当時厚生省が打ち出した、「さらなる弾力運用」以前は、事務費・事業費間での流用ですら止められていた時期もありました。
それでも、弾力運用が適用になった2000年以降の当初は、その適用範囲として、(運営費・委託費)収入をそのまま経理区分間での運用は止められていたはずです。

そこからさらに規制緩和がくりかえされ今の形になったと記憶しています(※)。
※これは当時は所管庁の判断に地域差が大きかったので全国一律の話ではありません。

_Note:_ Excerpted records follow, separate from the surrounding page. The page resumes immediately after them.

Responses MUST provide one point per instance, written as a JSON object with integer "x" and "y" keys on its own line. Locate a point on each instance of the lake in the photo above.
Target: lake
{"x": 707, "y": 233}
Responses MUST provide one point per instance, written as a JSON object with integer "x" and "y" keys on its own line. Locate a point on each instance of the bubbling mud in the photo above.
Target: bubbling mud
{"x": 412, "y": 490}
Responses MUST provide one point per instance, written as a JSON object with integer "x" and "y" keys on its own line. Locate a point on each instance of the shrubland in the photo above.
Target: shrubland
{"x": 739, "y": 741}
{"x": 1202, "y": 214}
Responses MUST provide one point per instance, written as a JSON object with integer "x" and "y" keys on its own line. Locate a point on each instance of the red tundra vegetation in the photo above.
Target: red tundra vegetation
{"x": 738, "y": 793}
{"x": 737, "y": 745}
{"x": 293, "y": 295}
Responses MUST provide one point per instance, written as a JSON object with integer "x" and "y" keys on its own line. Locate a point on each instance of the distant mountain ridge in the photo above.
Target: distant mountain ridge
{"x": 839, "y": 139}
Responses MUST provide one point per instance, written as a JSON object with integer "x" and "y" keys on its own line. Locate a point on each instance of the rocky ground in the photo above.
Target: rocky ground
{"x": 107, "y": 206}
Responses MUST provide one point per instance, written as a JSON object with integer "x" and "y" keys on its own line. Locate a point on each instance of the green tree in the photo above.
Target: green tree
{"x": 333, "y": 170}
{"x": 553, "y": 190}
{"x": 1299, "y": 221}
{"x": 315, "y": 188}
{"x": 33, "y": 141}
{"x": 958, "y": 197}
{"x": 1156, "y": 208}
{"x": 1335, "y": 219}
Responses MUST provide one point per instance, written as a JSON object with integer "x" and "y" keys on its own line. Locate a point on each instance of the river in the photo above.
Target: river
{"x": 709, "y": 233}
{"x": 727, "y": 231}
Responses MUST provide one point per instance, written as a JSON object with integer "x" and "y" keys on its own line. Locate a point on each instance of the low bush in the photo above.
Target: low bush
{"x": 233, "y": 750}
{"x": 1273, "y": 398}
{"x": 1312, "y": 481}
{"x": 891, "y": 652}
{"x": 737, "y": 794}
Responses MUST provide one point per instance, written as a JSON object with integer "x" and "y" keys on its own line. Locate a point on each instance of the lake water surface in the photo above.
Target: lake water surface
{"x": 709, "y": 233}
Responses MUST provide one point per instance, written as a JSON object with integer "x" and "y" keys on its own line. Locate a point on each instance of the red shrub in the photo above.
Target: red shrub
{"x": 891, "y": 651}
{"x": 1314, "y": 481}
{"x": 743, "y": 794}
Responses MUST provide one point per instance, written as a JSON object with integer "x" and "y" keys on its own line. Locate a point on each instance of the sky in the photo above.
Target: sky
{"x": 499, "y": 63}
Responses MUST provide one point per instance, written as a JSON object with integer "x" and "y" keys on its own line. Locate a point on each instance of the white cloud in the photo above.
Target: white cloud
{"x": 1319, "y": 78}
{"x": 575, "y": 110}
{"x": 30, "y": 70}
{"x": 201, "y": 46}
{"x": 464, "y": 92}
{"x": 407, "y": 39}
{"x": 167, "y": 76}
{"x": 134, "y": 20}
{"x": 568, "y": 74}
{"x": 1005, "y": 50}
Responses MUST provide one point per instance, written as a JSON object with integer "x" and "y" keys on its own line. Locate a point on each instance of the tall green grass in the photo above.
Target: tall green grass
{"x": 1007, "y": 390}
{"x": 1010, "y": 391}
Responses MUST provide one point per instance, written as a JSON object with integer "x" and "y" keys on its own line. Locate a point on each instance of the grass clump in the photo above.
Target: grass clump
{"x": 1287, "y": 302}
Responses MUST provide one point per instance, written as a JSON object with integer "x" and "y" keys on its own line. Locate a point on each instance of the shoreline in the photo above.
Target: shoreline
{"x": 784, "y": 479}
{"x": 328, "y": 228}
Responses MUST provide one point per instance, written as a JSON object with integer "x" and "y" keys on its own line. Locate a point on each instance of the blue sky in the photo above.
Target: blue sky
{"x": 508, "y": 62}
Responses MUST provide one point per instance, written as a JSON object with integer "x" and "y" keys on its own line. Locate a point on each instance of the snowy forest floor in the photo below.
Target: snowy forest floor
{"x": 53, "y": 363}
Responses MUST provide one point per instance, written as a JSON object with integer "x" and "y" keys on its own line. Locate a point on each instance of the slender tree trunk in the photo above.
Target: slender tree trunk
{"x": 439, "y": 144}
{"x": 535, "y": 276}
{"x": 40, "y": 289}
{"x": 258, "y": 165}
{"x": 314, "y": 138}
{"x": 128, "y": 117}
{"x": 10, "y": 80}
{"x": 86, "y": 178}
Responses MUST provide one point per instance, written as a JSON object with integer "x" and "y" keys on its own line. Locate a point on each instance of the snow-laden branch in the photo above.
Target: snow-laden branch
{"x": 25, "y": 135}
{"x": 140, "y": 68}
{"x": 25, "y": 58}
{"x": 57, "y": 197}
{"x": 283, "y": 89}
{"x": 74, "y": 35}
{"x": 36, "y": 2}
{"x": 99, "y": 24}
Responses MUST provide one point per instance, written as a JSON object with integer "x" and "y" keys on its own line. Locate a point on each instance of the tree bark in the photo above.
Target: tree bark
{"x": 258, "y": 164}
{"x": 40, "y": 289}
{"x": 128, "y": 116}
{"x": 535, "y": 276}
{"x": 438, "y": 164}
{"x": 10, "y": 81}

しかも当時私は高齢の会計をやっていたのでさらに部分的なところはあります。

 

その規制緩和の必要性は、一重に民間企業参入のため「敷居を下げる」目的があったためです。
それまでの社福は、保育→障がい事業などの、直接の経理区分間繰り入れすら禁止されていました。
福祉事業を多種行う際に、これでは総体のメリットが生かせないわけです。

つまり、この弾力運用の緩和に規制をかけることは、これまで拡大してきた民間の福祉事業社が首を絞めかねない危険性を含みます。

それだけではありません。民間の福祉事業所は今後、人材不足による事業所数の淘汰が進むとされています。その淘汰にも影響があるのではないでしょうか?